Just before serving, top each bowl with apple topping, cilantro and pumpkin seeds.
CHICKPEA BROCCOLI SALAD
“This simple, versatile salad can be served warm or chilled,” wrote Nussinow. “...If your broccoli is young and tender, it won’t require any pressure, just a few minutes sitting in the covered cooker. Otherwise, use larger broccoli florets and cook briefly at low pressure.” Serves 4 ¾ cup chickpeas, soaked and drained
3 cloves garlic, minced
A 7.5-cm. piece of kombu (edible kelp) (optional) ¾ cup vegetable stock
225 gr. broccoli florets
½ cup sliced red onion
¼ cup chopped parsley
3 Tbsp. chopped Kalamata olives (optional) ¼-½ tsp. crushed red pepper flakes, to taste
1 Tbsp. fresh lemon juice 1 Tbsp. red wine vinegar 2 tsp. Dijon mustard
1 tsp. minced fresh garlic 1 Tbsp. extra-virgin olive oil 1 tsp. white miso (optional)
Put chickpeas, garlic, kombu and stock in a pressure cooker and lock on the lid. Bring to high pressure; cook for 13 minutes. Let the pressure come down naturally.
In a small bowl whisk together the dressing ingredients: lemon juice, vinegar, mustard, garlic, olive oil and miso. Set aside.

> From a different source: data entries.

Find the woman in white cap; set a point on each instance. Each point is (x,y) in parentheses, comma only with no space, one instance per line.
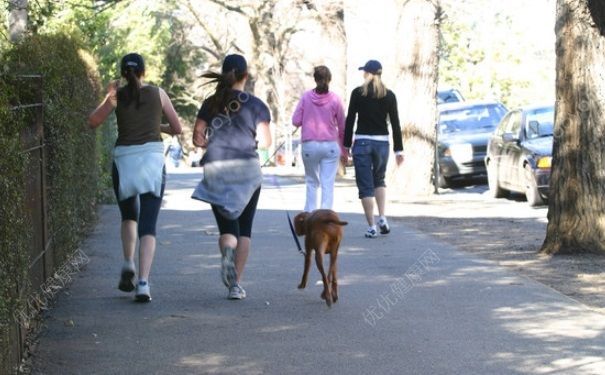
(372,104)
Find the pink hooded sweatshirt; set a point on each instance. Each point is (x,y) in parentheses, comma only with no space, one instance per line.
(321,116)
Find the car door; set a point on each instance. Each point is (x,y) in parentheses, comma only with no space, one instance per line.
(510,149)
(518,156)
(496,145)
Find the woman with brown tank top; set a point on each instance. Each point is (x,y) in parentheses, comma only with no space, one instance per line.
(138,169)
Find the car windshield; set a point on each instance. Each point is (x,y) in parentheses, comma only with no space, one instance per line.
(484,117)
(448,96)
(539,122)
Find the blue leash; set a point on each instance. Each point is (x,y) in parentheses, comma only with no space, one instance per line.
(300,250)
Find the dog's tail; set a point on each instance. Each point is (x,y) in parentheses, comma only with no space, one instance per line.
(337,222)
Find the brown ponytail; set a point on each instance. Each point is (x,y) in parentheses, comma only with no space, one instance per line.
(132,92)
(132,68)
(223,93)
(322,76)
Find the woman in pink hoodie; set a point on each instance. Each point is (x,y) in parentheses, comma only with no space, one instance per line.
(321,114)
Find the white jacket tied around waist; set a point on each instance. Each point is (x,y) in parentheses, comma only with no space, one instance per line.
(229,184)
(140,168)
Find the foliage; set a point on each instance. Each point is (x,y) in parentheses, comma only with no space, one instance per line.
(71,88)
(499,51)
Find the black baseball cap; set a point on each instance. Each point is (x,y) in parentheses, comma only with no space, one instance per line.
(372,66)
(132,60)
(235,62)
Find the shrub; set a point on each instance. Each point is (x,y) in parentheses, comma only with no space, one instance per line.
(70,91)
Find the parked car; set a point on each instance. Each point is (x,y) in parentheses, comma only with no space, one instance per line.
(520,153)
(464,129)
(449,96)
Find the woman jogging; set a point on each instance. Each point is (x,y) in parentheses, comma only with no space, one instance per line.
(321,115)
(371,104)
(227,126)
(138,168)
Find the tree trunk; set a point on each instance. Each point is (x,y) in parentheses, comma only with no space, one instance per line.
(417,62)
(576,220)
(17,19)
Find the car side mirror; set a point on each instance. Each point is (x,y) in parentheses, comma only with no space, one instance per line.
(509,137)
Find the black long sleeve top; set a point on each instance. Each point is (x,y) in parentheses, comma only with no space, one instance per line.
(372,113)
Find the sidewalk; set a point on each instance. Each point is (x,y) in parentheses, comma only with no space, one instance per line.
(408,305)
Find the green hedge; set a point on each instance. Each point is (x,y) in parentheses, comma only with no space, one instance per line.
(70,91)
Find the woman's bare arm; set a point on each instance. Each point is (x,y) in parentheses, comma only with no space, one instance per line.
(174,124)
(199,133)
(100,114)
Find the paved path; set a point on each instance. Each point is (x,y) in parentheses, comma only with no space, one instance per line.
(408,305)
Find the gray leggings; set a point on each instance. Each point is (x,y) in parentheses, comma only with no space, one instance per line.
(143,208)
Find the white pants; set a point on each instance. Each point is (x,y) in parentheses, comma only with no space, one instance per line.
(321,164)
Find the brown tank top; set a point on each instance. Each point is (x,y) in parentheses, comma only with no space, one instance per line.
(140,125)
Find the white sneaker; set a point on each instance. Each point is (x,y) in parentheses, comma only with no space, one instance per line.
(142,294)
(237,292)
(371,233)
(383,224)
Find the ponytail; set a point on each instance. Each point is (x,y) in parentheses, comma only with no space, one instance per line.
(373,87)
(223,93)
(322,76)
(132,91)
(132,68)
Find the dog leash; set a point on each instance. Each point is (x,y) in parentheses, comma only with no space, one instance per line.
(277,149)
(300,250)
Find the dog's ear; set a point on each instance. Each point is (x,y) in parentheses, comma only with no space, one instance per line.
(299,223)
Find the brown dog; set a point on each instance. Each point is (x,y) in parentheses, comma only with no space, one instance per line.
(323,231)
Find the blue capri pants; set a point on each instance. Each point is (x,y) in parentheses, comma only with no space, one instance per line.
(370,159)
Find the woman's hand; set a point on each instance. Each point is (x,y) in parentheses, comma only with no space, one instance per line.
(104,109)
(399,159)
(344,157)
(199,133)
(112,92)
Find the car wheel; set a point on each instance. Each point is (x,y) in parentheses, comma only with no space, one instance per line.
(443,182)
(495,191)
(531,189)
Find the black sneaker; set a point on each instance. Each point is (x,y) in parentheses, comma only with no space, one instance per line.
(127,279)
(143,294)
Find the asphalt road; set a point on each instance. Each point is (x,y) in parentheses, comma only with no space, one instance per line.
(408,305)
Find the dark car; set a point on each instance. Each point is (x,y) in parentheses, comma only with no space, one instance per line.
(449,96)
(520,154)
(464,130)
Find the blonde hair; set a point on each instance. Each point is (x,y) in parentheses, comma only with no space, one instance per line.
(373,86)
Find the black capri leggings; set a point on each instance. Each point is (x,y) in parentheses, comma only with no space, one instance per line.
(242,226)
(143,208)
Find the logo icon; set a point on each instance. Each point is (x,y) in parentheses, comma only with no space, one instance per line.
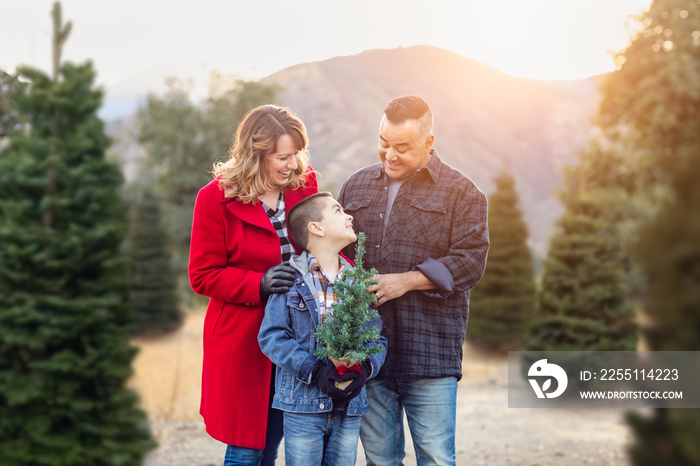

Open the lid of the cooker, carefully lifting it away from you. Add the broccoli and lock on the lid. Bring to low pressure, cook for 1 minute, then quick-release. (In an electric cooker, set to 0, bring to pressure, then immediately quick-release.) Alternatively, stir in the broccoli, lock on the lid, and let sit until the broccoli becomes tender, up to 5 minutes.
Open the cooker carefully. Remove and discard the kombu (or save for another use). With a slotted spoon, transfer the chickpeas and broccoli to a serving bowl.
Add the dressing to the chickpea mixture. Add the onion, parsley, olives and pepper flakes, and toss. Taste and adjust seasonings. Serve warm or chilled. (If serving chilled, taste the salad when it is cold, to see if you need to adjust the seasonings again.)
BLACK BEAN AND SWEET POTATO HASH
Nussinow likes this hash for breakfast but commented that it’s also suitable for lunch or a light dinner. Serve it as a side dish, or spoon it over brown rice or quinoa or into a pita; or you can serve it atop tortillas to make soft tacos with avocado, cilantro (fresh coriander) and your other favorite taco toppings. Serves 4 1 Tbsp. vegetable oil (optional)
1 cup chopped onion
1-2 cloves garlic, minced
2 cups chopped peeled sweet potatoes (about 2 small
2 tsp. mild or hot chili powder
⅓ cup vegetable stock
1 cup cooked black beans (see note below)
¼ cup green onions, chopped
¼ tsp. salt
Splash of hot sauce (optional)
Chopped cilantro (garnish)
Heat a stove-top pressure cooker over medium heat, or set an electric pressure cooker to sauté. Add the oil. Add onion and cook for 2 to 3 minutes. Add garlic and stir. Add sweet potatoes and chili powder. Stir to coat sweet potatoes with chili. Add stock and stir.
Lock the lid on the pressure cooker. Bring to high pressure; cook for 3 minutes. Quick-release the pressure. Remove the lid, tilting it away from you.
Add the black beans, green onions and salt. Cook 1 to 2 minutes, or lock on the lid and let stand for 3 minutes, until beans are heated through. Add hot sauce and more salt, if you like. Top with cilantro and serve.
Note: To pressure-cook black beans: Soak 1 cup of beans. Drain them and put them in a pressure cooker with ¾ cup fresh water. Cook them for 4 to 6 minutes at high pressure and allow the pressure to naturally release. You will have 2 to 2½ cups cooked beans.
A STOVETOP pressure cooker. With this tool, one can quickly make tasty meals from fresh vegetables or dried beans instead of reaching for a can.
YOU CAN even use the pressure cooker to cook a chocolate cake.